Transparency in Population Forecasting
Methods for Fitting and Projecting Fertility, Mortality and Migration
Joop de Beer
Amsterdam University Press
OverviewAt the moment that a population forecast for the long run is published the user cannot decide whether the forecast will be accurate. The user can only judge the methods used and assumptions made by the forecaster. This requires transparency of forecasts. The forecaster should make his or her choices of methods and assumptions and the arguments behind these choices explicit. Population projections are based on assumptions about future changes in fertility, mortality and migration. This book describes methods that can be used for making these assumptions and discusses which choices have to be made by the forecaster.

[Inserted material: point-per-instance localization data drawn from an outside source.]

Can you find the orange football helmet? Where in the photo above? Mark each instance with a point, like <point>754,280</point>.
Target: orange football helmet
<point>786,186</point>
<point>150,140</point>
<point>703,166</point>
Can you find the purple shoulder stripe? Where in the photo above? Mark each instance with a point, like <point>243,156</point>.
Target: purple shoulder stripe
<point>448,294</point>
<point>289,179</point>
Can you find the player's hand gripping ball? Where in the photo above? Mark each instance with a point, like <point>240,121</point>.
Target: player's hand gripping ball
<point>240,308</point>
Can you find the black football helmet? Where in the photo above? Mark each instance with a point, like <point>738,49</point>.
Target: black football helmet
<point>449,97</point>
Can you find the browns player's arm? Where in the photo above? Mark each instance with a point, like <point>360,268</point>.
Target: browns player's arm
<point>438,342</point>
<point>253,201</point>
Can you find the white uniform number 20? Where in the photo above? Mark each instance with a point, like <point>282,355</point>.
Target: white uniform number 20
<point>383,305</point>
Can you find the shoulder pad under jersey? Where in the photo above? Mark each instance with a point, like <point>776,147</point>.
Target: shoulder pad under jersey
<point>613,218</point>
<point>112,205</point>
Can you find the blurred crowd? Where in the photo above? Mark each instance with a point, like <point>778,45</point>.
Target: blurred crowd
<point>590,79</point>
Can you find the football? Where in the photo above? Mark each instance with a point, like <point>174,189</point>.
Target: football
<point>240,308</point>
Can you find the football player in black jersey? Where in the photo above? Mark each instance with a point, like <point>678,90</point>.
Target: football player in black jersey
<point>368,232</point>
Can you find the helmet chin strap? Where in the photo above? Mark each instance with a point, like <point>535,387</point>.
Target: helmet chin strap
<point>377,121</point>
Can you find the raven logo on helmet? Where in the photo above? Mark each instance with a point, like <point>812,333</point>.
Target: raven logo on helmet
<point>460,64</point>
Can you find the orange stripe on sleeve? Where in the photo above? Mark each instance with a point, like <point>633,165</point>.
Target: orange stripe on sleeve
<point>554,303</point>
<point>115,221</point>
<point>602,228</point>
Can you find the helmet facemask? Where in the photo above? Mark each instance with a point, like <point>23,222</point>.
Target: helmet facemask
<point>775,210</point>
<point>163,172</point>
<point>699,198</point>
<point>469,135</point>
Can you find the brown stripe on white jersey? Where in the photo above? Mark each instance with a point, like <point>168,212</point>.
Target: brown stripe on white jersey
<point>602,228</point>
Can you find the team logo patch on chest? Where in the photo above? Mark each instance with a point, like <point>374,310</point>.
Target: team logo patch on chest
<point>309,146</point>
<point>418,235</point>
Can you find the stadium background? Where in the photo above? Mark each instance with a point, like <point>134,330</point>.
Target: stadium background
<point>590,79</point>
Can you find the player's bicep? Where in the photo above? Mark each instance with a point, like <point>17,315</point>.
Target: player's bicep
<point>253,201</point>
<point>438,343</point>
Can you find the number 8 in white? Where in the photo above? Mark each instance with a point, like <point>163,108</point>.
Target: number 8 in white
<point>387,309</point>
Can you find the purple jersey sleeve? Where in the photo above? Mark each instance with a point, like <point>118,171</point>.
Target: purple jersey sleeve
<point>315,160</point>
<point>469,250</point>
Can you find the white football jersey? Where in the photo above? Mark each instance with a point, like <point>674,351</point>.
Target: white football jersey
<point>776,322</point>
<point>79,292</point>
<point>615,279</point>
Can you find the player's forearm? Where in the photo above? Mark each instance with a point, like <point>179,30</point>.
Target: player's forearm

Forecasts should be based on good data. Data on international migration tend to be less reliable than data on fertility and mortality. Statistics on international migration can be improved on the basis of a comparison of data from different countries. If emigration statistics of a sending country are compared with the corresponding immigration statistics of receiving countries, one can estimate to what extent emigration statistics may underestimate the true migration flows. Different types of migrants, such as labour migrants, family migrants and asylum seekers, react differently to economic, political and cultural developments. Therefore for making assumptions about future Changes in migration it is useful to distinguish immigration and emigration by type of migrant.
For making assumptions about future changes in fertility it is useful to compare the current pattern of fertility in different countries with that in one ‘forerunner’ country. In many countries the average age at childbearing can be expected to increase, but it will make a difference whether this is caused by a decrease in the fertility of very young women, an increase in fertility around the ‘peak’ age 30, or an increase in fertility of women around age 40. Therefore the forecaster should make assumptions about separate age-specific fertility rates rather than about the total fertility rate and mean age at childbearing only.
Japanese women have the highest life expectancy in the world. A linear projection shows that life expectancy of Japanese women may increase to 100 years over the next 50 years. For each European country we can estimate to what extent death probabilities will move in the direction of the low Japanese levels. Estimating an average trend across European countries provides a more stable projection than estimating a trend for each country separately. For Northern, Western and Southern European countries life expectancy of women may be expected to increase to around 90 years in 2060.